The stability and acquisition of remanent magnetization in Earth and planetary rocks is controlled by the magnetization state of magnetic particles. Magnetic properties are often characterized by magnetic grain size. Besides grain size, also stress, magnetostatic interactions, and grain shape influence and modify magnetic stability. Moreover, internal stress in magnetite may substantially affect remanence acquisition and might be responsible for enhanced remanence for which the processes are often still enigmatic.

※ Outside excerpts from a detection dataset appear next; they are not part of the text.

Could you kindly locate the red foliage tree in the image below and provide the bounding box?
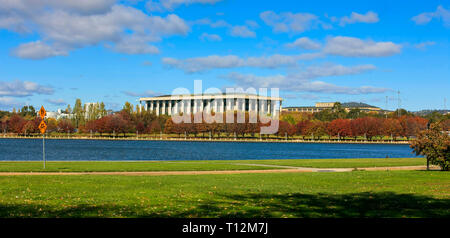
[351,117,382,140]
[381,118,402,139]
[327,119,352,139]
[8,114,27,134]
[399,116,428,139]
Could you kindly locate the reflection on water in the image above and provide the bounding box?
[0,139,415,160]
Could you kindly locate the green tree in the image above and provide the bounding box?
[122,102,133,115]
[98,102,107,117]
[72,98,85,129]
[411,123,450,171]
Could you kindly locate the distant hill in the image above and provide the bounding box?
[341,102,378,108]
[413,109,450,116]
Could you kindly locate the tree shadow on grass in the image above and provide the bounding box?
[0,192,450,218]
[172,192,450,218]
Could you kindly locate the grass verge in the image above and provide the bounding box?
[0,158,425,172]
[0,171,450,218]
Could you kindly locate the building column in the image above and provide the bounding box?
[155,100,160,116]
[205,99,211,114]
[193,99,198,114]
[161,100,166,115]
[199,98,205,113]
[167,100,172,116]
[271,101,277,116]
[213,99,219,113]
[280,100,283,115]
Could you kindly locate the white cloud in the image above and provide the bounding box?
[414,41,436,50]
[162,53,322,73]
[285,37,321,50]
[323,36,401,57]
[339,11,379,26]
[122,90,161,97]
[411,6,450,27]
[0,97,24,110]
[45,98,67,106]
[245,20,259,28]
[259,11,330,33]
[230,26,256,38]
[12,41,68,60]
[146,0,222,12]
[0,0,190,59]
[199,33,222,41]
[0,80,54,97]
[113,35,159,55]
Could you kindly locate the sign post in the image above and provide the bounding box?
[39,106,47,169]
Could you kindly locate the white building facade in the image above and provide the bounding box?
[139,93,283,116]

To better understand the impact of internal stress on the efficiency of remanence acquisition, their contribution needs to be separated from the magnetostatic and demagnetizing energy contributions. Direct observations of the influences of magnetocrystalline and stress anisotropy on the magnetic behavior of magnetite are obscured by the large demagnetizing energy. A new temperature-dependent hysteresis measurement and evaluation procedure was developed by Béguin & Fabian, (2021), which allows the determination and separation of demagnetizing energy and internal stress. The validity of the method was demonstrated for a suite of synthetic magnetite samples under different stress conditions.

Here we present the first results of applying the new scaled reversible work (SRW) method to a set of natural magnetite bearing samples. We used samples with homogeneous and heterogeneous microstructures and end-member stress-free magnetite samples. The magnetic behavior as function of temperature is less ideal for the natural samples than for the previously studied synthetic magnetite samples, for example, the Curie temperatures are less distinct. Here we present how these challenges can be overcome, and present additional evaluation steps to ease the interpretation of the temperature-dependent hysteresis data.